そして京都ではなんと「下絵」も見ることができたのですが(京都だけ!♡)、『新富町』には本番には無い花売りが描かれてて、わー!ってなりました。
バランスを見て消されたのだと思うのですが、なるほどこの絵は今ちょうど雨が降ってきたところやったんかと、雨が降ってしばらく経っているのなら花売りはどこかの軒先で雨宿りしているはず。芸者さんは急いで傘をさしたところやったんやということに初めて気づけました。
少し風が強くてそれに向かって傘を斜めにしているのかと思ってたけど、傘をさしている仕草だと思うとまた見え方が変わってくる。いずれにしても所作の美しさが際立つ作品。ほんまに綺麗な絵や。
先生の
「かをりの高い絵を作りたい、作りたいより自ら生れるやうになりたい」
(「かおり」昭和9年1月『鏑木清方文集八 随時随感』)
って言葉、素敵すぎません?先生のルーツから生まれたこの3部作はまさにそんな言葉を体現した作品だと思いました。
ちなみに京都では『新富町』の横に樋口一葉を描いた『一葉』(1940)が展示されてたのですが、この作品には「たけくらべ」に出てくる美登利が信如に切れた鼻緒の代わりに使いなって投げつけた紅葉柄の友禅の古裂を彷彿させるような布がしれっと描かれてるのですが、『新富町』の芸者の襦袢も同じ柄じゃない!!?!なにこれ意図的なん?!
美登利は吉原の遊女になったから芸者とはまた違うし…ということは樋口一葉ラブの清方先生的にこの新富芸者に一葉みたいな強い女性像を重ね合わせたんやろうか…。
妄想は膨らむ。。オタク歓喜のいい並びでした(笑)
と先生が「生活」が好きなのは分かりましたが遠藤はやっぱり物語、歌舞伎を描いた絵が好きなのです!!!!!!!!!!「安珍清姫伝説」が大好き!!!!!「娘道成寺」が大好き!!!!!とことあるごとに叫んでいますが、先生、いっぱい描いてくれてる!!!!!!嬉しすぎて死ぬ!!!!!!先生と遠藤は仲良し!!!!!(違う)
『春の夜のうらみ(1922)』、『京鹿子娘道成寺(1928)』、『道成寺 鷺娘(1929)』、『鐘供養(1934)』、『春宵怨(1951)』全部見たったで…ぜぇぜぇ…。
そして一番のお目当て、福富太郎コレクションの『道成寺(山づくし)鷺娘(1920)』よ…。

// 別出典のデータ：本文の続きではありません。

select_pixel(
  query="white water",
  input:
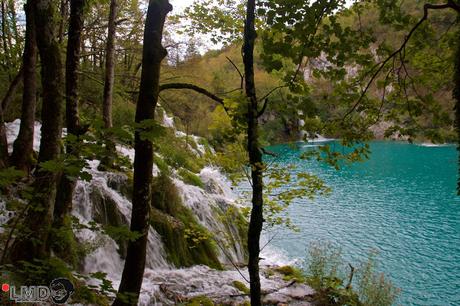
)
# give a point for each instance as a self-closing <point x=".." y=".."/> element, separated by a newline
<point x="93" y="198"/>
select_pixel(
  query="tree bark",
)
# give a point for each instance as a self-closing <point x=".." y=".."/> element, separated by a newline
<point x="8" y="98"/>
<point x="110" y="65"/>
<point x="32" y="242"/>
<point x="3" y="143"/>
<point x="66" y="187"/>
<point x="4" y="162"/>
<point x="62" y="22"/>
<point x="108" y="160"/>
<point x="5" y="34"/>
<point x="456" y="95"/>
<point x="153" y="54"/>
<point x="255" y="156"/>
<point x="23" y="146"/>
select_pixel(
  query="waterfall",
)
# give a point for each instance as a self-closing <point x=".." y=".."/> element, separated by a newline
<point x="105" y="200"/>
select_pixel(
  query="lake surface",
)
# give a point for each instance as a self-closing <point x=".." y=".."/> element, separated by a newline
<point x="402" y="203"/>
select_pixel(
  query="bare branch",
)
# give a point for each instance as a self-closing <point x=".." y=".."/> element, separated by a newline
<point x="196" y="89"/>
<point x="380" y="66"/>
<point x="238" y="70"/>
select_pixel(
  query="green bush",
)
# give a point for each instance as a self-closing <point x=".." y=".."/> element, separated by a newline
<point x="326" y="273"/>
<point x="187" y="243"/>
<point x="374" y="288"/>
<point x="291" y="273"/>
<point x="241" y="286"/>
<point x="190" y="178"/>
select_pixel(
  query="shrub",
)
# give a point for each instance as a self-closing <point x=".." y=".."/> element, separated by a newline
<point x="190" y="178"/>
<point x="326" y="273"/>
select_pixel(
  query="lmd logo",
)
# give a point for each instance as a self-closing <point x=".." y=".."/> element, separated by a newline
<point x="58" y="292"/>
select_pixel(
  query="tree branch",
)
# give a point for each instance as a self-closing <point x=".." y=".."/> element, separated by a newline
<point x="196" y="89"/>
<point x="238" y="70"/>
<point x="381" y="65"/>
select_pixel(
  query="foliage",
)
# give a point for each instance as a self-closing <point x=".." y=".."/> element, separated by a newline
<point x="240" y="286"/>
<point x="200" y="300"/>
<point x="10" y="175"/>
<point x="190" y="178"/>
<point x="291" y="273"/>
<point x="326" y="274"/>
<point x="186" y="241"/>
<point x="374" y="288"/>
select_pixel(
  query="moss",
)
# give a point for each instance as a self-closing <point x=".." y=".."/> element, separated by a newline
<point x="200" y="301"/>
<point x="191" y="178"/>
<point x="240" y="286"/>
<point x="65" y="245"/>
<point x="161" y="164"/>
<point x="187" y="243"/>
<point x="235" y="223"/>
<point x="106" y="213"/>
<point x="291" y="273"/>
<point x="176" y="154"/>
<point x="87" y="296"/>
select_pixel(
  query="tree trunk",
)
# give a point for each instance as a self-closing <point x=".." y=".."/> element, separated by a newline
<point x="3" y="143"/>
<point x="456" y="95"/>
<point x="110" y="65"/>
<point x="64" y="11"/>
<point x="12" y="90"/>
<point x="153" y="54"/>
<point x="5" y="34"/>
<point x="255" y="156"/>
<point x="108" y="160"/>
<point x="23" y="146"/>
<point x="32" y="242"/>
<point x="66" y="185"/>
<point x="5" y="102"/>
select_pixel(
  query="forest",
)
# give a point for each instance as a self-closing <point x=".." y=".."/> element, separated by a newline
<point x="140" y="143"/>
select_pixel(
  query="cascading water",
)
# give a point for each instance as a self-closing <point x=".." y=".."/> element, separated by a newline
<point x="105" y="200"/>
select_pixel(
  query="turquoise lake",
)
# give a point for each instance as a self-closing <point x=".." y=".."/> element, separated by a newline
<point x="401" y="202"/>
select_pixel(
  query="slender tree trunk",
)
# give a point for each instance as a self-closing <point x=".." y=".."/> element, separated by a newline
<point x="32" y="241"/>
<point x="23" y="146"/>
<point x="5" y="102"/>
<point x="108" y="159"/>
<point x="5" y="34"/>
<point x="153" y="54"/>
<point x="66" y="185"/>
<point x="110" y="65"/>
<point x="255" y="156"/>
<point x="64" y="11"/>
<point x="3" y="143"/>
<point x="12" y="90"/>
<point x="456" y="95"/>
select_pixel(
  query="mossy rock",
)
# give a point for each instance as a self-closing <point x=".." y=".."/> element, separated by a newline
<point x="161" y="164"/>
<point x="122" y="182"/>
<point x="105" y="211"/>
<point x="291" y="273"/>
<point x="191" y="178"/>
<point x="66" y="246"/>
<point x="200" y="301"/>
<point x="241" y="286"/>
<point x="187" y="243"/>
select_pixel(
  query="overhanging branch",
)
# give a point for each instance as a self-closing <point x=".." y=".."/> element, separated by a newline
<point x="450" y="4"/>
<point x="198" y="89"/>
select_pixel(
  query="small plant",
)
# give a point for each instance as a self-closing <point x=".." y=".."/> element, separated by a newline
<point x="241" y="286"/>
<point x="190" y="178"/>
<point x="326" y="273"/>
<point x="291" y="273"/>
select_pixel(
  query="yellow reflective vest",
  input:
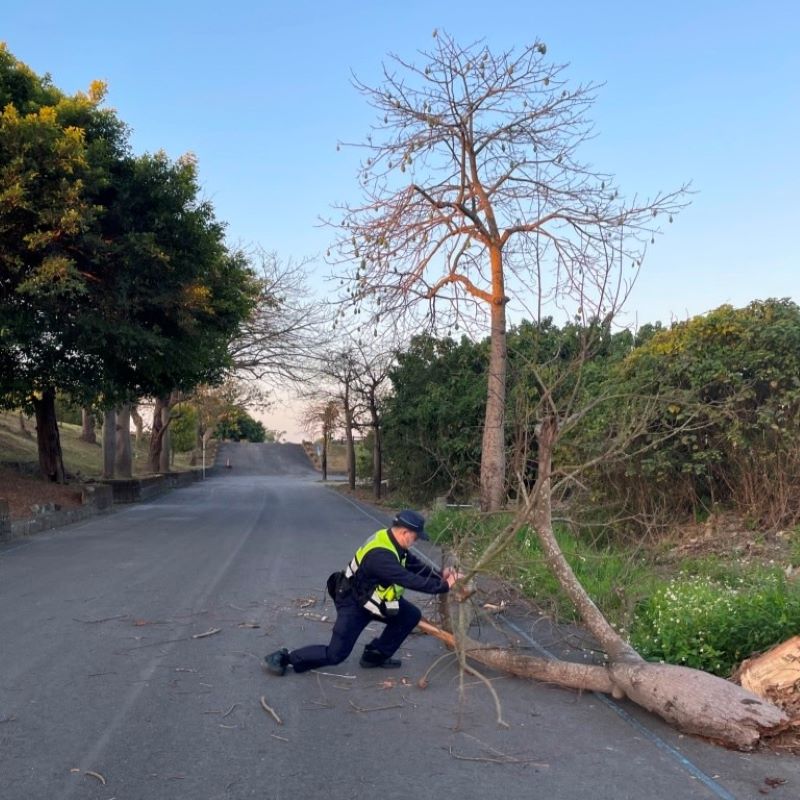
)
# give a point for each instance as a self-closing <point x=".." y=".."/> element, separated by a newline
<point x="382" y="601"/>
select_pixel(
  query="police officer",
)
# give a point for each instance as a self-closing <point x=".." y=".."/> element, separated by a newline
<point x="371" y="588"/>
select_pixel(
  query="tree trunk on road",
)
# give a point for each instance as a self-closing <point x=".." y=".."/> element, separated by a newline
<point x="693" y="701"/>
<point x="87" y="427"/>
<point x="51" y="459"/>
<point x="493" y="455"/>
<point x="165" y="461"/>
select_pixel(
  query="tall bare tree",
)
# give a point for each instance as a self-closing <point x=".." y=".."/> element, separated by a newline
<point x="374" y="364"/>
<point x="287" y="333"/>
<point x="474" y="194"/>
<point x="322" y="417"/>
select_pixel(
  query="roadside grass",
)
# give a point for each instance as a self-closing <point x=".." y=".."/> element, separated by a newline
<point x="81" y="459"/>
<point x="706" y="611"/>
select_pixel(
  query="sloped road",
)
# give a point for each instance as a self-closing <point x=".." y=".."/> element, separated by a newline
<point x="131" y="647"/>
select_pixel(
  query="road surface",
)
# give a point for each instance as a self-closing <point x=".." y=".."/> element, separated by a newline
<point x="130" y="668"/>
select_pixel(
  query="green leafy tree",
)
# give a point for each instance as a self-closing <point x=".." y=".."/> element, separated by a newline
<point x="237" y="425"/>
<point x="730" y="386"/>
<point x="432" y="418"/>
<point x="54" y="153"/>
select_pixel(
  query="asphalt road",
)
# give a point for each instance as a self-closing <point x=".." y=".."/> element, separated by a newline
<point x="110" y="689"/>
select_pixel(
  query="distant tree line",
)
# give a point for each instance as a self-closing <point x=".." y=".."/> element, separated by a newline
<point x="115" y="279"/>
<point x="708" y="411"/>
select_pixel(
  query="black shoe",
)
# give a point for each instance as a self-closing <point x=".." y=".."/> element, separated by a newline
<point x="277" y="662"/>
<point x="372" y="657"/>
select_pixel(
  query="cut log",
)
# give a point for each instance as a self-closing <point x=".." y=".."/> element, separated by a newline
<point x="776" y="672"/>
<point x="693" y="701"/>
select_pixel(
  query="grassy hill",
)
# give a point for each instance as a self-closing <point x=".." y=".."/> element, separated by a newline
<point x="81" y="459"/>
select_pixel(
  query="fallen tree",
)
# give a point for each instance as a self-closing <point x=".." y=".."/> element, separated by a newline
<point x="693" y="701"/>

ねぇ、これほんまにすごかった…。
私が大富豪でこの絵を所有できたとするならばこの屏風絵の前でお酒を呑みながら一生もう家から出ない。絵にとり憑かれた狂ったコレクターが発見された時には骨になってたみたいな怪奇小説に出てきそうな登場人物になりかねないほどの魔力があるように思いました。

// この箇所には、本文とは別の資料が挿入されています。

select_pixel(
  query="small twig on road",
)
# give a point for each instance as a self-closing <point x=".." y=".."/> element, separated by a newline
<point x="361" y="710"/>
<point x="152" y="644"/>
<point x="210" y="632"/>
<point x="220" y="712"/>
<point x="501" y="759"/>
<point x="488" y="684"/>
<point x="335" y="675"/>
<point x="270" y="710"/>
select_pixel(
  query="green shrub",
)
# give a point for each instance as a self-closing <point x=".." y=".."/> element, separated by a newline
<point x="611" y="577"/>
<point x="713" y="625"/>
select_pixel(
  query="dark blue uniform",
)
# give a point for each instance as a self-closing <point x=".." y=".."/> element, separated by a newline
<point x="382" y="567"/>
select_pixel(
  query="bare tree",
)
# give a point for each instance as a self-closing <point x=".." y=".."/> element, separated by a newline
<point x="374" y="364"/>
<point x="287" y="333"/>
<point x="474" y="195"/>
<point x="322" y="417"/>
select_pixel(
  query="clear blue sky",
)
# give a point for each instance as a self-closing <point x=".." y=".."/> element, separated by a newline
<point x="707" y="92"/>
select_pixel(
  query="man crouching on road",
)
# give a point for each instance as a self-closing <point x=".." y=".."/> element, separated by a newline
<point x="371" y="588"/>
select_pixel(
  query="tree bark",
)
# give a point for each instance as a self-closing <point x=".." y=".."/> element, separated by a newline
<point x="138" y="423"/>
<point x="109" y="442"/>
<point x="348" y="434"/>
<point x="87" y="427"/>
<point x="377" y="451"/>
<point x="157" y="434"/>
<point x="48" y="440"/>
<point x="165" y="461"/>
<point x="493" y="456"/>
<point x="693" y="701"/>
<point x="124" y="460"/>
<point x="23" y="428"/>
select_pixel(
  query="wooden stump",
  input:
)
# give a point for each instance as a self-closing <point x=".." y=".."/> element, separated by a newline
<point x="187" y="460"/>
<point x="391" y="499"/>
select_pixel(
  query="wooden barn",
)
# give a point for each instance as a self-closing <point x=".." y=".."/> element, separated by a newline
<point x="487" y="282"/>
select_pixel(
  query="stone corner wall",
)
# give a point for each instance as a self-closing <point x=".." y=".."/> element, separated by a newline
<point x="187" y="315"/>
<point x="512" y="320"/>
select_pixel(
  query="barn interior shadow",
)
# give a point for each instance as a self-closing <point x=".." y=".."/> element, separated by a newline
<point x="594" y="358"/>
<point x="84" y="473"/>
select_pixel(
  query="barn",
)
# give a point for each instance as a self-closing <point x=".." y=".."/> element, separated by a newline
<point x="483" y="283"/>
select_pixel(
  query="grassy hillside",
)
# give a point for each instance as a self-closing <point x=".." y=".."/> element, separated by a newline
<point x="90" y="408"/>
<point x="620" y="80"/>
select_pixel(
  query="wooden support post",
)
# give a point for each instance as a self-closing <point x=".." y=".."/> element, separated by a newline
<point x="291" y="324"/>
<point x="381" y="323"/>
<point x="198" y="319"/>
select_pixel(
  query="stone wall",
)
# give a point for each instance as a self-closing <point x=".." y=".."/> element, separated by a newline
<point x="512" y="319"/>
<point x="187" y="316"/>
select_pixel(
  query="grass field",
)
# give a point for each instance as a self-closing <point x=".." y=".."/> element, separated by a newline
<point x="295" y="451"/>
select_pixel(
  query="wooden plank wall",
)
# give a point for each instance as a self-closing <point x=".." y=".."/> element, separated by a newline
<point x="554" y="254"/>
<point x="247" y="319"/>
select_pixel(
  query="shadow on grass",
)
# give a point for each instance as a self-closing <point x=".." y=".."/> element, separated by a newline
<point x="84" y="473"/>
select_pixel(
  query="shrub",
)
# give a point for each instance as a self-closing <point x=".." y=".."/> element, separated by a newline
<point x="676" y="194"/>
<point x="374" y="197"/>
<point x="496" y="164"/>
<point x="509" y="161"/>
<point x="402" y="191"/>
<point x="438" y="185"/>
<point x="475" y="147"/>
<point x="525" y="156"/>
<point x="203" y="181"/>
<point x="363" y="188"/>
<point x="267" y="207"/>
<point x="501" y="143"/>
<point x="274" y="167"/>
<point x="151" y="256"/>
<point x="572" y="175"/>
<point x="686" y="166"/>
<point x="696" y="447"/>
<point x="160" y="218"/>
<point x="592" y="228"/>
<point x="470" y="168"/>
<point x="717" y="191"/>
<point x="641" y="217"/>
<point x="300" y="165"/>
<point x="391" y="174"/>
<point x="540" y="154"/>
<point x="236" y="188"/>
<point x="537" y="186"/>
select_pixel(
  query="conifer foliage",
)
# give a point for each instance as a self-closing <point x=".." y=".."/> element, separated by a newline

白拍子花子自体がやば中のやばキャラクターなのですが、それをこんな風に描けるのもうやばすぎるよ…(語彙力)。蛇のように振袖の袂や裾が波打ち、羯鼓を打ちながら体を反らせているポージングで何作か描かれてるのでより良い表現を模索されていたと思うのですが、ジロリとこちらを見るこのやば目で描かれたのはこの作品だけ。

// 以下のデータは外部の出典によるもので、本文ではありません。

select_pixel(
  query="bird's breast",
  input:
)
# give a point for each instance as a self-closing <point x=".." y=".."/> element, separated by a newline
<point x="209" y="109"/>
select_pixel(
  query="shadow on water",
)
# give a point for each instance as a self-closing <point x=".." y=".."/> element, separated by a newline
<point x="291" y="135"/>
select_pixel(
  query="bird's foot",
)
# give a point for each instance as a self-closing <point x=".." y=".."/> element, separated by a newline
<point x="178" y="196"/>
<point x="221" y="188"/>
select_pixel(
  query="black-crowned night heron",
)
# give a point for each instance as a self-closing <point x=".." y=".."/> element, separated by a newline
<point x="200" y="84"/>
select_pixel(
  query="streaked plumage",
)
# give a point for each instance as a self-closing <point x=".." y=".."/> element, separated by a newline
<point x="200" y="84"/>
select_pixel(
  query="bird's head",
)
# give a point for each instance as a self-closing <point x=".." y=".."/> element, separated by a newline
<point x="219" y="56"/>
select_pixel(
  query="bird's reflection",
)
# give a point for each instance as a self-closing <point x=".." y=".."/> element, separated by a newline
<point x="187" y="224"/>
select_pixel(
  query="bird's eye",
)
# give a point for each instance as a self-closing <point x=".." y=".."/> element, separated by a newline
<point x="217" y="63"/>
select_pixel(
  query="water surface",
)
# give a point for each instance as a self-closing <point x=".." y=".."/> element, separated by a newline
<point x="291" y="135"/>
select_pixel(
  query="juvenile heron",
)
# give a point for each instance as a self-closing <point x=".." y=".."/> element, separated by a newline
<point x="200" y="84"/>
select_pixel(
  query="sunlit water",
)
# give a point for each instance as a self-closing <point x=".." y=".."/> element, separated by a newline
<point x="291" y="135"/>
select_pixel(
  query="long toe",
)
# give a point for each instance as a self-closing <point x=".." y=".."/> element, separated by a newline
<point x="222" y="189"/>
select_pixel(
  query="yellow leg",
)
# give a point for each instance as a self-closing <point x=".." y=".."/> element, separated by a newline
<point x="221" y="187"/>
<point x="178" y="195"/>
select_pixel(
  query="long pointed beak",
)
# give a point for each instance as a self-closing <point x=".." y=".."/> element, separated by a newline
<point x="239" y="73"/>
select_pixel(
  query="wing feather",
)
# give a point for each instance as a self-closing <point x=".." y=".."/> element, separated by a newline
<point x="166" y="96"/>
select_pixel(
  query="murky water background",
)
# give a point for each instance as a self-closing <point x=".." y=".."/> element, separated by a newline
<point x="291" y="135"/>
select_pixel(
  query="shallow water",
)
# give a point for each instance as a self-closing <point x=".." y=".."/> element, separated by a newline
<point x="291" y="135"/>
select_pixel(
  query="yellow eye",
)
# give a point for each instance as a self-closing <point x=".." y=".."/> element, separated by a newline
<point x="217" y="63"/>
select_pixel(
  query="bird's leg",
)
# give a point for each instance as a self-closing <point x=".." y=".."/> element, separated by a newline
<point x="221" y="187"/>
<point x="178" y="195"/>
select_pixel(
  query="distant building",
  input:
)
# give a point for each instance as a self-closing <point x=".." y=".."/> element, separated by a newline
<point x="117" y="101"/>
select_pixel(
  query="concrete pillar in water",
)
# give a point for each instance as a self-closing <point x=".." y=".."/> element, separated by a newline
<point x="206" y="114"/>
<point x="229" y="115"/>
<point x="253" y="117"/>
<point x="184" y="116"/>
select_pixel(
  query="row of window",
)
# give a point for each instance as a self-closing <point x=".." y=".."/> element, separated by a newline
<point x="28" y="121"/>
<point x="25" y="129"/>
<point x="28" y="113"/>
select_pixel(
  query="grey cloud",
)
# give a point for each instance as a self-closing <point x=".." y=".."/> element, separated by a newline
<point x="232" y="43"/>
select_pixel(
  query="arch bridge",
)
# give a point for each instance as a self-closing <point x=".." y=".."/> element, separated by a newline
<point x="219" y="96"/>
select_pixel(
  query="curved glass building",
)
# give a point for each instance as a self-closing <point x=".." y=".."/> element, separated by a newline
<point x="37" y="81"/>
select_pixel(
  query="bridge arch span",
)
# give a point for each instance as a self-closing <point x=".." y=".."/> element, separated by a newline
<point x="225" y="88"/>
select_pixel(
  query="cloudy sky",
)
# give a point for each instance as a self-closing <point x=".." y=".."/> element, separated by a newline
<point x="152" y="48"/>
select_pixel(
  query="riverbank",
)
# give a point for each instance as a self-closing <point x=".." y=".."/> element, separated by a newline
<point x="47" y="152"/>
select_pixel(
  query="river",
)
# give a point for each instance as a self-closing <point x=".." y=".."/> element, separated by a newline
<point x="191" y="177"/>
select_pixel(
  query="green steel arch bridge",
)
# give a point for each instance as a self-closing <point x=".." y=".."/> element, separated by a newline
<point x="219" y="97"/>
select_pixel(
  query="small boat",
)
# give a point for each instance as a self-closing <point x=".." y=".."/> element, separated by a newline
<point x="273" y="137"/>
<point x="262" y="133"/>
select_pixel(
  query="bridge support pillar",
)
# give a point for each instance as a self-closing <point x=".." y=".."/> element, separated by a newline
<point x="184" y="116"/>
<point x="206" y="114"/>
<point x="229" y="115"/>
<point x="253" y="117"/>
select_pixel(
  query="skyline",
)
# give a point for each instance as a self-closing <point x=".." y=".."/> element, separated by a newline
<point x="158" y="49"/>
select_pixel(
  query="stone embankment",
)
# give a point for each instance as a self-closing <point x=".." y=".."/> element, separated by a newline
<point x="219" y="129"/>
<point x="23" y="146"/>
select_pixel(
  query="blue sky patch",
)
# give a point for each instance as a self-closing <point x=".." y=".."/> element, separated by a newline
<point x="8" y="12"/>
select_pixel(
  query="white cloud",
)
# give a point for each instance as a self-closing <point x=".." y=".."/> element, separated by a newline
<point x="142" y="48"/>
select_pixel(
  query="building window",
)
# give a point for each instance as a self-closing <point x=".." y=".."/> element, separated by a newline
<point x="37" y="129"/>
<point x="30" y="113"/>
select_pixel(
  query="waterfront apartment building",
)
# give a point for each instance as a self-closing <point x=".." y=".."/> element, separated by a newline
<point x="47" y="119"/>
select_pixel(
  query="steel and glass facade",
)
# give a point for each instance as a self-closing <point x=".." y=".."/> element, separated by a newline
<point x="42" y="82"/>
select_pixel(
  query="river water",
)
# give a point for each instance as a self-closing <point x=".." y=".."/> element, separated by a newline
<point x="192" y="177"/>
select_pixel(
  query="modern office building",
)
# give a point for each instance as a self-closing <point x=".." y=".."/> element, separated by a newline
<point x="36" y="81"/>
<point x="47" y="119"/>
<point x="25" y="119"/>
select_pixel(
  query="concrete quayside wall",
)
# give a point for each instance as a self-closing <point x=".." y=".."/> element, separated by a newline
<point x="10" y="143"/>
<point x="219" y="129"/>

先生の他の作品で『妖魚』とか『微酔』とか目にぐっと惹き込まれるものもありますが、この白拍子花子の目には特別驚かされました。
凄まじい怨みと愛、そして若い女性から大人に変化していく片鱗までもが感じられる。先生の黒目ってはっきり描かれてなくてぼわ〜って滲みで表現されてるのですが、そこに潤みが感じられるのでなんだかもうドギマギしてしまうんですよね…。
はぁ、もう虜です。清方先生の作品の中で一番好きな作品になりました。
ちなみにこの屏風絵、2曲1双で鷺娘と対になってるのですが、鷺娘の方は白い雪がしんしんと降り、娘道成寺の方は白い桜の花びらががはらりと舞い散っていてその共鳴も素晴らしいです。贅沢な作品だ。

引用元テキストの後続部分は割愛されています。